Eins der wohl leicht verständlichsten Themen, wo diese Suffizienz anwendbar, aber unbequem, ist, ist der Fleischkonsum. Es ist Wahnsinn Nahrungsmittel, die wir schon selbst verstoffwechseln könnten, zuerst noch durch ein Nutztier zu schieben (mit einer Effizienz von ca. 10 %) um dann das Ergebnis zu essen. Es ist eine andere Geschichte Nutztiere Flächen bewirtschaften zu lassen, die nicht für Ackerbau geeignet sind. Aber dieser Fall macht nicht den Hauptteil der Fleischproduktion aus. Nun könnte man in der westlichen Welt auf einen großen Teil seines Fleischkonsumes verzichten, aber man will halt nicht, weil es ist unbequem, weil es eine Aufgabe von Privilegien ist. Es wird einen Punkt in der Geschichte geben, an der hungernde Menschen einsehen, dass Rinder und Schweine ihre Fressfeinde sind. Nachdem ich den Ausführungen der Tierethik nicht folge, kann man daraus nur folgern, dass ich lieber Menschen ernähre als Tiere.
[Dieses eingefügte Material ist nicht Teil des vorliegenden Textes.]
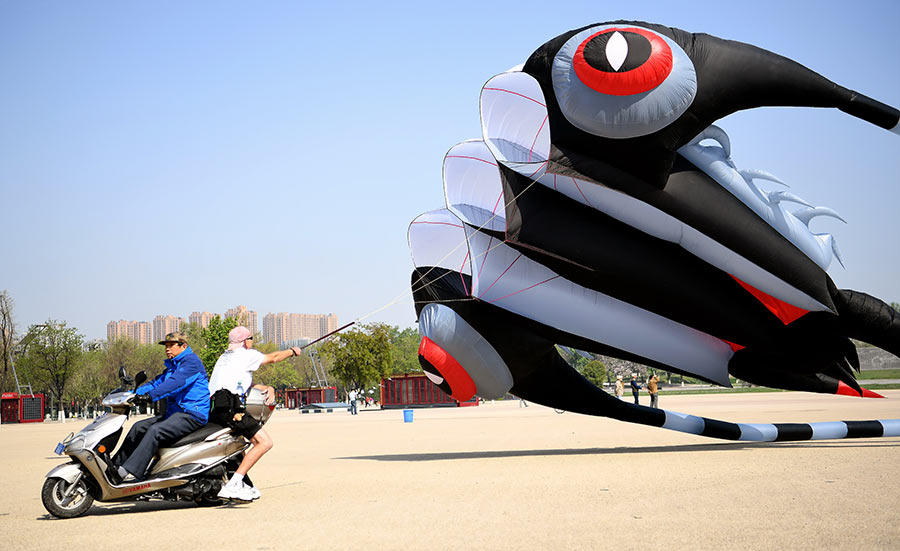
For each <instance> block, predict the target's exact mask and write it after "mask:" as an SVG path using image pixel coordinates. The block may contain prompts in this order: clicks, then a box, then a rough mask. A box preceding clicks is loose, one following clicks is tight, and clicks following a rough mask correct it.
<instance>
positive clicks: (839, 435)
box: [661, 410, 900, 442]
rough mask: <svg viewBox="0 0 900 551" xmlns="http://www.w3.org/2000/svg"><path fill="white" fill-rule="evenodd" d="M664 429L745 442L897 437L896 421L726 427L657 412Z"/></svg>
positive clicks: (761, 424) (810, 423)
mask: <svg viewBox="0 0 900 551" xmlns="http://www.w3.org/2000/svg"><path fill="white" fill-rule="evenodd" d="M661 411H662V412H663V414H664V415H665V421H664V422H663V424H662V425H661V426H662V428H664V429H669V430H675V431H679V432H686V433H688V434H696V435H699V436H708V437H710V438H720V439H723V440H742V441H747V442H791V441H803V440H832V439H841V438H879V437H884V436H900V419H879V420H873V421H830V422H824V423H729V422H727V421H719V420H716V419H707V418H705V417H698V416H696V415H689V414H685V413H678V412H676V411H668V410H661Z"/></svg>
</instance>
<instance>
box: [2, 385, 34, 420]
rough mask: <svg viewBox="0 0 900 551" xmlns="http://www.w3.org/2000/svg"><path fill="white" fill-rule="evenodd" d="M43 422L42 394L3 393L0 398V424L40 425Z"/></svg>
mask: <svg viewBox="0 0 900 551" xmlns="http://www.w3.org/2000/svg"><path fill="white" fill-rule="evenodd" d="M43 420H44V395H43V394H18V393H16V392H4V393H3V394H2V396H0V422H3V423H40V422H43Z"/></svg>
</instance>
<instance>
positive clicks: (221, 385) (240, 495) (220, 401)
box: [209, 326, 300, 501]
mask: <svg viewBox="0 0 900 551" xmlns="http://www.w3.org/2000/svg"><path fill="white" fill-rule="evenodd" d="M299 354H300V349H299V348H298V347H296V346H294V347H291V348H289V349H287V350H279V351H276V352H270V353H268V354H263V353H262V352H260V351H259V350H253V334H252V333H250V330H249V329H247V328H246V327H243V326H238V327H235V328H234V329H232V330H231V331H230V332H229V333H228V350H226V351H225V353H224V354H222V355H221V356H220V357H219V359H218V361H216V366H215V367H214V368H213V373H212V376H211V377H210V378H209V392H210V394H212V396H213V411H212V419H211V420H212V421H213V422H214V423H217V424H220V425H223V426H228V427H231V430H232V432H234V433H236V434H240V435H241V436H243V437H245V438H248V439H249V440H250V443H251V444H253V446H252V447H251V448H250V451H248V452H247V453H246V455H244V459H243V460H242V461H241V464H240V465H238V468H237V469H236V470H235V472H234V476H232V477H231V480H229V481H228V482H227V483H226V484H225V486H223V487H222V489H221V490H220V491H219V497H221V498H223V499H239V500H241V501H252V500H254V499H259V496H260V495H261V493H260V491H259V490H258V489H257V488H256V487H255V486H252V485H249V484H246V483H245V482H244V476H245V475H246V474H247V471H249V470H250V468H251V467H253V465H255V464H256V462H257V461H259V458H261V457H262V456H263V455H265V453H266V452H268V451H269V450H271V449H272V446H273V445H274V443H273V442H272V438H271V437H270V436H269V435H268V433H266V431H264V430H263V429H262V424H261V423H260V422H259V421H257V420H256V419H254V418H253V417H251V416H249V415H247V414H246V413H243V412H242V411H239V410H240V409H241V408H240V406H239V403H240V402H239V400H240V398H241V397H240V396H239V395H238V388H240V389H241V391H242V392H243V393H244V394H245V395H246V393H247V392H249V390H250V389H251V388H253V387H255V388H258V389H259V390H261V391H262V393H263V394H264V395H265V397H266V404H269V405H272V404H274V403H275V389H274V388H272V387H270V386H267V385H259V384H256V385H255V384H253V372H254V371H256V370H257V369H259V366H261V365H266V364H271V363H277V362H280V361H282V360H285V359H287V358H290V357H291V356H297V355H299Z"/></svg>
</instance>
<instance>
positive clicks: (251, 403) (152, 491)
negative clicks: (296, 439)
mask: <svg viewBox="0 0 900 551" xmlns="http://www.w3.org/2000/svg"><path fill="white" fill-rule="evenodd" d="M119 377H120V379H121V381H122V385H123V386H122V387H120V388H117V389H115V390H113V391H112V392H110V393H109V394H108V395H107V396H106V397H105V398H104V399H103V401H102V404H103V405H104V406H106V407H109V408H110V409H111V411H110V412H108V413H104V414H102V415H101V416H100V417H98V418H97V419H95V420H94V421H93V422H92V423H90V424H89V425H88V426H86V427H84V428H83V429H81V430H80V431H79V432H78V433H70V434H69V436H67V437H66V438H65V439H64V440H63V441H62V442H60V443H59V444H58V445H57V447H56V450H55V452H56V453H57V454H60V455H61V454H65V455H68V456H69V457H71V458H72V460H71V461H69V462H68V463H65V464H63V465H59V466H57V467H55V468H53V469H51V470H50V472H49V473H47V475H46V480H45V481H44V485H43V488H42V489H41V501H42V502H43V504H44V508H46V509H47V511H48V512H49V513H50V514H52V515H53V516H56V517H59V518H73V517H77V516H80V515H83V514H84V513H86V512H87V510H88V509H90V507H91V504H92V503H93V502H94V501H95V500H96V501H101V502H117V501H137V500H149V499H164V500H169V501H178V500H192V501H194V502H196V503H197V504H198V505H203V506H213V505H220V504H222V503H224V500H222V499H220V498H219V497H218V496H217V494H218V493H219V490H220V489H221V488H222V485H223V484H225V483H226V482H227V481H228V479H229V478H231V476H232V475H233V474H234V471H235V469H237V467H238V465H240V462H241V460H242V459H243V457H244V451H245V450H246V449H247V448H248V447H249V446H250V443H249V442H248V441H247V440H246V439H244V438H243V437H241V436H238V435H236V434H232V432H231V429H229V428H228V427H223V426H220V425H217V424H214V423H209V424H207V425H205V426H203V427H201V428H199V429H197V430H196V431H194V432H192V433H190V434H188V435H187V436H184V437H182V438H181V439H179V440H178V441H176V442H174V443H172V444H169V445H167V446H166V447H161V448H160V449H159V450H158V451H157V454H156V456H155V457H154V459H153V461H152V462H151V463H150V466H149V467H148V474H147V476H146V478H145V479H143V480H136V481H131V482H121V481H120V480H119V477H118V476H117V475H116V473H115V468H116V467H115V466H113V463H112V459H111V456H112V452H113V450H114V448H115V447H116V444H117V443H118V442H119V439H120V438H121V436H122V427H123V425H124V424H125V421H126V420H127V419H128V416H129V413H130V411H131V409H132V406H133V405H134V404H135V401H136V398H137V399H140V398H142V397H140V396H136V395H135V393H134V389H136V388H137V387H138V386H140V385H141V383H143V382H144V381H145V380H146V379H147V377H146V375H145V374H144V372H143V371H141V372H140V373H138V374H137V375H136V376H135V377H134V378H131V377H129V376H128V375H127V374H126V373H125V369H124V368H120V369H119ZM126 388H130V390H126ZM246 403H247V413H249V414H251V415H253V417H255V418H257V419H259V420H260V421H261V422H263V423H264V422H265V421H267V420H268V418H269V416H270V415H271V413H272V410H273V409H274V405H267V404H265V397H264V395H263V394H262V392H260V391H259V390H258V389H255V388H254V389H251V391H250V392H249V393H248V394H247V397H246ZM245 480H246V479H245Z"/></svg>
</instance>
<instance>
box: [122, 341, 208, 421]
mask: <svg viewBox="0 0 900 551" xmlns="http://www.w3.org/2000/svg"><path fill="white" fill-rule="evenodd" d="M165 364H166V369H165V371H163V372H162V373H160V374H159V376H158V377H157V378H155V379H153V380H152V381H150V382H148V383H144V384H142V385H141V386H140V387H139V388H138V389H137V390H136V391H135V393H136V394H141V395H143V394H147V395H148V396H150V399H151V400H153V401H154V402H155V401H157V400H162V399H163V398H168V400H167V401H166V418H169V417H170V416H171V415H172V414H173V413H188V414H190V415H192V416H193V417H195V418H196V419H198V420H199V421H201V422H203V423H206V422H207V421H208V420H209V381H208V380H207V378H206V368H205V367H203V362H201V361H200V358H199V357H198V356H197V355H196V354H194V351H193V350H191V347H190V346H188V347H187V348H186V349H185V350H184V352H182V353H181V354H179V355H177V356H175V357H174V358H172V359H167V360H166V361H165Z"/></svg>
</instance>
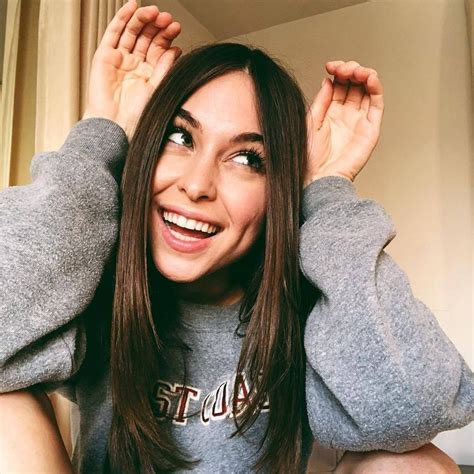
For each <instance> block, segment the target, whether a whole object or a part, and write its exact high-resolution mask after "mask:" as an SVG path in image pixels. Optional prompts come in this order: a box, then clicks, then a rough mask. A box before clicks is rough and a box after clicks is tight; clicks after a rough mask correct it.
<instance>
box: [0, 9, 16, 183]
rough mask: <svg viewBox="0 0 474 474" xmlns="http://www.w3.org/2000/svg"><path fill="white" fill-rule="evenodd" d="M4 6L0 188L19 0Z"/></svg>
mask: <svg viewBox="0 0 474 474" xmlns="http://www.w3.org/2000/svg"><path fill="white" fill-rule="evenodd" d="M5 6H6V10H7V11H6V28H5V49H4V56H3V74H2V94H1V100H0V189H2V188H4V187H7V186H8V185H9V181H10V157H11V147H12V128H13V107H14V99H15V80H16V63H17V57H18V38H19V32H20V10H21V0H8V2H6V4H5V3H4V4H3V5H2V6H1V8H5Z"/></svg>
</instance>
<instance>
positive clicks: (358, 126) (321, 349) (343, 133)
mask: <svg viewBox="0 0 474 474" xmlns="http://www.w3.org/2000/svg"><path fill="white" fill-rule="evenodd" d="M326 69H327V71H328V72H329V73H330V74H334V83H333V82H332V81H330V80H328V79H326V80H325V82H324V83H323V86H322V88H321V90H320V91H319V93H318V95H317V96H316V99H315V101H314V103H313V105H312V107H311V109H310V111H309V112H308V128H309V162H308V167H307V172H306V176H305V185H306V187H305V190H304V199H303V208H304V215H305V218H306V221H305V223H304V224H303V226H302V228H301V254H300V257H301V268H302V271H303V273H304V274H305V275H306V277H307V278H308V279H309V280H310V281H311V282H312V283H313V284H314V285H315V286H317V287H318V288H319V289H320V290H321V292H322V296H321V298H320V299H319V300H318V301H317V303H316V305H315V307H314V308H313V310H312V312H311V313H310V315H309V318H308V320H307V323H306V328H305V350H306V356H307V362H308V364H307V374H306V375H307V386H306V395H307V409H308V416H309V420H310V425H311V427H312V429H313V433H314V436H315V438H316V439H317V440H318V441H319V442H320V443H321V444H322V445H323V446H327V447H335V448H341V449H347V450H350V451H371V450H377V449H382V450H388V451H395V452H403V451H407V450H412V449H416V448H418V447H419V446H421V445H423V444H426V443H428V442H429V441H430V440H431V439H432V438H433V437H434V436H436V434H438V433H439V432H441V431H445V430H451V429H455V428H459V427H461V426H464V425H466V424H468V423H469V422H470V421H472V420H473V418H474V377H473V374H472V372H471V370H470V369H469V367H468V366H467V364H466V362H465V361H464V360H463V359H462V357H461V356H460V354H459V353H458V351H457V350H456V348H455V347H454V345H453V344H452V342H451V341H450V340H449V339H448V337H447V336H446V334H444V333H443V331H442V330H441V328H440V326H439V324H438V323H437V321H436V318H435V316H434V315H433V314H432V312H431V311H430V310H429V309H428V308H427V306H426V305H425V304H423V303H422V302H421V301H420V300H418V299H417V298H415V296H414V295H413V293H412V290H411V287H410V283H409V281H408V278H407V276H406V275H405V274H404V272H403V271H402V270H401V269H400V267H399V266H398V265H397V264H396V263H395V262H394V261H393V259H392V258H391V257H390V255H388V254H387V253H386V252H384V250H383V249H384V248H385V247H386V246H387V245H388V243H389V242H390V241H391V240H392V239H393V238H394V237H395V235H396V232H395V228H394V226H393V223H392V221H391V219H390V217H389V216H388V214H387V213H386V212H385V210H384V209H383V207H382V206H381V205H380V204H378V203H376V202H375V201H373V200H370V199H359V198H358V197H357V194H356V189H355V186H354V184H353V181H354V179H355V177H356V176H357V174H358V173H359V172H360V170H361V169H362V168H363V167H364V166H365V164H366V163H367V161H368V159H369V157H370V155H371V153H372V150H373V149H374V147H375V145H376V143H377V140H378V137H379V133H380V125H381V120H382V116H383V109H384V102H383V97H382V93H383V88H382V84H381V82H380V80H379V78H378V75H377V73H376V71H374V70H373V69H370V68H365V67H362V66H360V65H359V64H358V63H356V62H355V61H349V62H347V63H344V62H343V61H331V62H329V63H327V64H326Z"/></svg>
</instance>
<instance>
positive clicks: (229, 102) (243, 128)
mask: <svg viewBox="0 0 474 474" xmlns="http://www.w3.org/2000/svg"><path fill="white" fill-rule="evenodd" d="M182 107H183V108H184V109H186V110H188V111H189V112H191V114H192V115H193V116H194V117H195V118H196V119H197V120H198V121H199V122H200V123H201V124H202V126H203V129H204V131H209V130H206V129H208V128H209V127H211V128H212V129H213V130H214V131H218V130H222V132H226V131H227V132H229V133H235V132H236V131H237V130H238V131H245V132H258V133H259V132H260V125H259V122H258V115H257V101H256V96H255V87H254V84H253V81H252V79H251V78H250V76H249V75H248V74H247V73H245V72H243V71H236V72H231V73H228V74H225V75H224V76H221V77H218V78H215V79H213V80H212V81H210V82H208V83H207V84H205V85H204V86H202V87H201V88H200V89H198V90H197V91H196V92H195V93H194V94H193V95H192V96H191V97H189V99H188V100H187V101H186V102H185V103H184V104H183V106H182ZM244 129H245V130H244Z"/></svg>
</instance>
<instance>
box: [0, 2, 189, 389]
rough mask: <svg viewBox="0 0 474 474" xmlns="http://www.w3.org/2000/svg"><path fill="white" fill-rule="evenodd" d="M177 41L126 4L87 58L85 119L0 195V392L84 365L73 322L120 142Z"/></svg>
mask: <svg viewBox="0 0 474 474" xmlns="http://www.w3.org/2000/svg"><path fill="white" fill-rule="evenodd" d="M179 32H180V25H179V23H176V22H173V21H172V18H171V15H170V14H169V13H161V12H159V11H158V9H157V8H156V7H153V6H152V7H144V8H139V9H137V5H136V3H134V2H128V3H127V4H126V5H124V6H123V7H122V8H121V9H120V10H119V11H118V12H117V14H116V15H115V17H114V18H113V20H112V22H111V23H110V25H109V26H108V27H107V30H106V32H105V35H104V38H103V40H102V42H101V44H100V46H99V48H98V50H97V52H96V53H95V56H94V60H93V65H92V70H91V79H90V84H89V100H88V106H87V110H86V114H85V116H84V120H82V121H80V122H79V123H77V124H76V125H75V126H74V127H73V129H72V130H71V132H70V134H69V136H68V137H67V139H66V141H65V143H64V145H63V146H62V147H61V149H60V150H58V151H56V152H48V153H41V154H39V155H37V156H36V157H35V158H34V159H33V162H32V165H31V175H32V184H30V185H28V186H21V187H12V188H8V189H5V190H4V191H2V192H1V193H0V283H1V284H0V327H1V328H2V331H1V332H0V392H8V391H12V390H17V389H20V388H24V387H28V386H31V385H34V384H37V383H41V382H56V381H61V380H65V379H67V378H68V377H70V376H71V375H72V374H74V373H75V372H76V371H77V369H78V368H79V366H80V364H81V362H82V360H83V357H84V353H85V342H86V341H85V333H84V331H83V327H82V320H81V317H80V315H81V313H82V312H83V311H84V310H85V308H86V307H87V305H88V304H89V303H90V301H91V300H92V297H93V295H94V292H95V290H96V287H97V285H98V283H99V280H100V277H101V274H102V272H103V269H104V266H105V263H106V261H107V259H108V258H109V257H110V255H111V252H112V250H113V248H114V245H115V241H116V237H117V231H118V219H119V184H118V181H119V179H120V173H121V169H122V165H123V160H124V158H125V155H126V153H127V149H128V139H127V137H128V138H131V136H132V134H133V130H134V127H135V124H136V123H137V120H138V117H139V115H140V114H141V111H142V110H143V108H144V106H145V104H146V102H147V101H148V98H149V97H150V95H151V93H152V92H153V90H154V89H155V88H156V86H157V85H158V84H159V82H160V80H161V78H162V77H163V76H164V75H165V74H166V72H167V71H168V70H169V68H170V67H171V66H172V64H173V62H174V60H175V59H176V57H177V56H178V55H179V52H180V51H179V49H177V48H170V45H171V43H172V41H173V39H174V38H175V37H176V36H177V35H178V34H179Z"/></svg>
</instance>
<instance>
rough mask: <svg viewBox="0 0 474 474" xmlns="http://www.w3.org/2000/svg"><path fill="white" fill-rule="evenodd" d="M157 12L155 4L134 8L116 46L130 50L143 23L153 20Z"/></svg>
mask: <svg viewBox="0 0 474 474" xmlns="http://www.w3.org/2000/svg"><path fill="white" fill-rule="evenodd" d="M158 13H159V10H158V7H157V6H156V5H150V6H148V7H141V8H139V9H138V10H136V11H135V13H134V14H133V16H132V18H130V20H129V22H128V23H127V25H126V26H125V31H124V32H123V33H122V36H121V37H120V41H119V44H118V47H119V48H122V49H125V50H127V51H129V52H131V51H132V50H133V48H134V46H135V43H136V41H137V38H138V36H139V35H140V33H141V32H142V30H143V28H144V27H145V25H147V24H148V23H150V22H153V21H155V19H156V16H157V15H158Z"/></svg>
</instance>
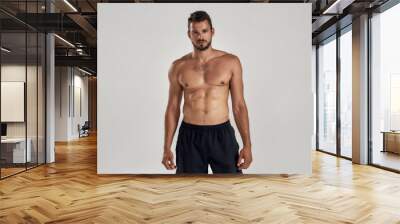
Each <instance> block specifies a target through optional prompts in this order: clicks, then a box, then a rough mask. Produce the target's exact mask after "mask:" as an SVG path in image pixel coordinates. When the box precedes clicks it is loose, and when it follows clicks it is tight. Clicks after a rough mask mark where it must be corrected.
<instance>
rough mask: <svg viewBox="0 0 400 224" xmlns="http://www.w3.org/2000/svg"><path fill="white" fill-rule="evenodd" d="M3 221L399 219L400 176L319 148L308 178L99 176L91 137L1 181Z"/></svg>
mask: <svg viewBox="0 0 400 224" xmlns="http://www.w3.org/2000/svg"><path fill="white" fill-rule="evenodd" d="M0 223H213V224H214V223H372V224H380V223H382V224H386V223H400V175H399V174H395V173H391V172H388V171H384V170H380V169H377V168H374V167H369V166H360V165H353V164H352V163H351V162H350V161H348V160H343V159H338V158H335V157H333V156H330V155H326V154H323V153H320V152H315V153H314V156H313V175H312V176H311V177H304V176H300V175H293V176H285V175H281V176H279V175H272V176H268V175H265V176H259V175H244V176H241V177H237V176H236V177H232V176H231V177H221V176H210V177H205V176H200V177H199V176H197V177H196V176H191V177H175V176H173V175H168V176H162V175H158V176H153V175H120V176H98V175H97V174H96V138H95V137H89V138H84V139H82V140H79V141H75V142H70V143H64V144H57V147H56V163H54V164H50V165H45V166H41V167H38V168H36V169H33V170H29V171H28V172H25V173H22V174H19V175H16V176H13V177H10V178H8V179H5V180H2V181H0Z"/></svg>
Im Symposium wurden viele Themen angesprochen, aber ich habe mich in meinem Workshop hauptsächlich mit den ganz großen Strukturen auseinander gesetzt. Deswegen möchte ich zum Abschluss noch unser Ergebnis in dieser Hinsicht darlegen. Wir haben die größten Strukturen mit ihrer Motivation, ihren Potentialen und Hemmnissen erarbeitet.

Eigentlich sollte die Wirtschaft vom Individuum und der Politik in "die Ecke gedrückt werden, bis sie quietscht" (Hat schon bei Franz von Papen und Hitler nicht funktioniert). Sie sollte die Bedürfnisse befriedigen, die in der Gesellschaft da sind, und keine neuen schaffen. Die Realität sieht aber so aus, dass die Wirtschaft die Politik mit Arbeitsplätzen erpresst und Staaten gegeneinander ausspielt (outsourcing). Und auf der anderen Seite die Bedürfnisse des Individuums mit Werbung steuert. Allein die Idee von Werbung, die in einer Welt mit begrenzten Ressourcen neue Bedürfnisse schafft, ist pervers.

Mein erstes persönliches Fazit aus dem Symposium ist es nur noch einmal die Woche Fleisch zu mir zu nehmen. Und ansonsten auch darauf zu achten, was die materiellen Güter sind, die ich wirklich brauche und auch brauchen will. Denn auf die Frage "Brauche ich das?" wird der eigene Geist immer eine gute Antwort finden, die das Bedürfnis rationalisiert. Die Frage "Will ich das? Will ich das wollen?" ist eine viel selbstbestimmtere und autonomere.